Portnoy began to perform professionally in 1970, touring the Midwest with the band of Johnny "Man" Young (guitar/mandolin). Two years later, he left Johnny Young, but continued to perform around the Midwest in the bands of guitarist Johnny Littlejohn and, later, drummer Sam Lay. For a time, he was also a member of the house band at the Checkerboard Lounge. He joined the Muddy Waters Blues Band in May 1974 and appeared on the albums I'm Ready, Muddy 'Mississippi' Waters Live, and King Bee. He remained until June 1980 when he and other members of Waters' band (pianist Pinetop Perkins, drummer Willie "Big Eyes" Smith and bassist Calvin "Fuzz" Jones) formed The Legendary Blues Band, where he remained until 1986.
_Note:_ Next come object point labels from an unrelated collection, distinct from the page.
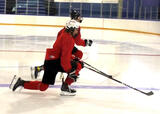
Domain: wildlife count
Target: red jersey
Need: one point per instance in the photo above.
(62, 49)
(77, 39)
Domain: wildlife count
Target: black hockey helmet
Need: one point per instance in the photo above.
(71, 25)
(75, 14)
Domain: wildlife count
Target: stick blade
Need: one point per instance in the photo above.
(149, 93)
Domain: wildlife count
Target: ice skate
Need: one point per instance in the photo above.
(19, 83)
(67, 91)
(35, 72)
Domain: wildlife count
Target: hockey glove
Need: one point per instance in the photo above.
(88, 42)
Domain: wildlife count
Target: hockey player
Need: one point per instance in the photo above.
(75, 15)
(58, 59)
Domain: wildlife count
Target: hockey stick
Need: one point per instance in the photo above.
(110, 77)
(95, 69)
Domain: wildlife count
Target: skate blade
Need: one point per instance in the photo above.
(63, 93)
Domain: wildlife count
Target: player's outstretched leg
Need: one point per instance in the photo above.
(66, 90)
(35, 71)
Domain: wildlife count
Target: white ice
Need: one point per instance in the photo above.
(132, 58)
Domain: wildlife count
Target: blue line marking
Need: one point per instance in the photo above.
(93, 87)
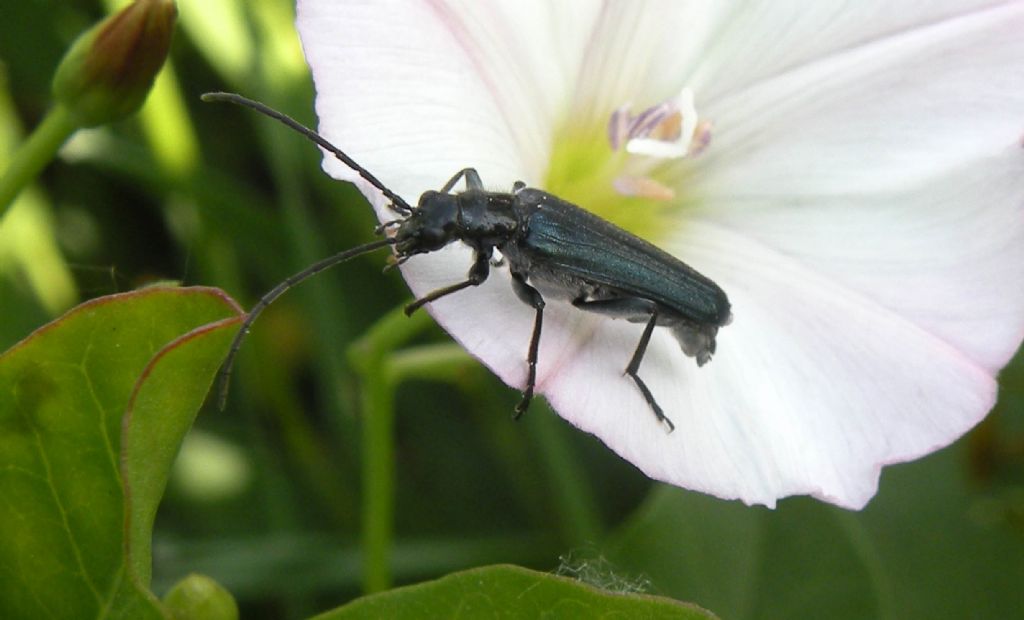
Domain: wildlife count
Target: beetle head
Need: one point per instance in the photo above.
(432, 225)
Life of Ease was released in 1981 and Red Hot and Blue two years later. After a brief hiatus from touring and the music business, he returned to music in 1987 when Ronnie Earl asked him to help start a band which became the Broadcasters. He formed his own band, called the Streamliners, in 1989. They released the CD Poison Kisses in 1991 (later re-issued as Home Run Hitter with three extra tracks). That same year Eric Clapton invited Portnoy to join an all-star blues band for the six blues shows at London's Royal Albert Hall as part of Clapton's 24-night stand. In 1993, he joined Clapton's band and remained with it through 1996. During this time, the band recorded Clapton's blues album From the Cradle.

Portnoy has performed in twenty-eight foreign countries on six continents, including performances at the White House, Carnegie Hall, Radio City Music Hall, the Smithsonian, the Newport Jazz Festival and other major jazz and blues festivals worldwide. He was a Grammy Award nominee in 1996 for his work with the Muddy Waters Tribute Band on their recording You're Gonna Miss Me When I'm Dead and Gone, and released an instructional package, Jerry Portnoy's Blues Harmonica Masterclass, in 1997. In 2001, he released his second solo album, Down in the Mood Room.

Known for his dark, amplified tone, he has long been a favorite of both critics and peers. The New York Times (1987) said, "Mr. Portnoy crests like an alto saxophone." Down Beat Magazine (2002) said, "Portnoy has few equals as a harmonica player, blues or otherwise." Rick Estrin, a leading professional player as well, was quoted in Blues Revue (2002) as saying, "He can get so much sound out of that harp — such a beautiful, just enormous, fat, rich tone." In 2004, Portnoy appeared on the album, Me and Mr. Johnson, with Eric Clapton.

His autobiography/memoir Dancing with Muddy: Muddy Waters, Eric Clapton, and My Lucky Life In and Out of the Blues was published by Chicago Review Press in 2025.

He currently has available an online harmonica playing tutorial.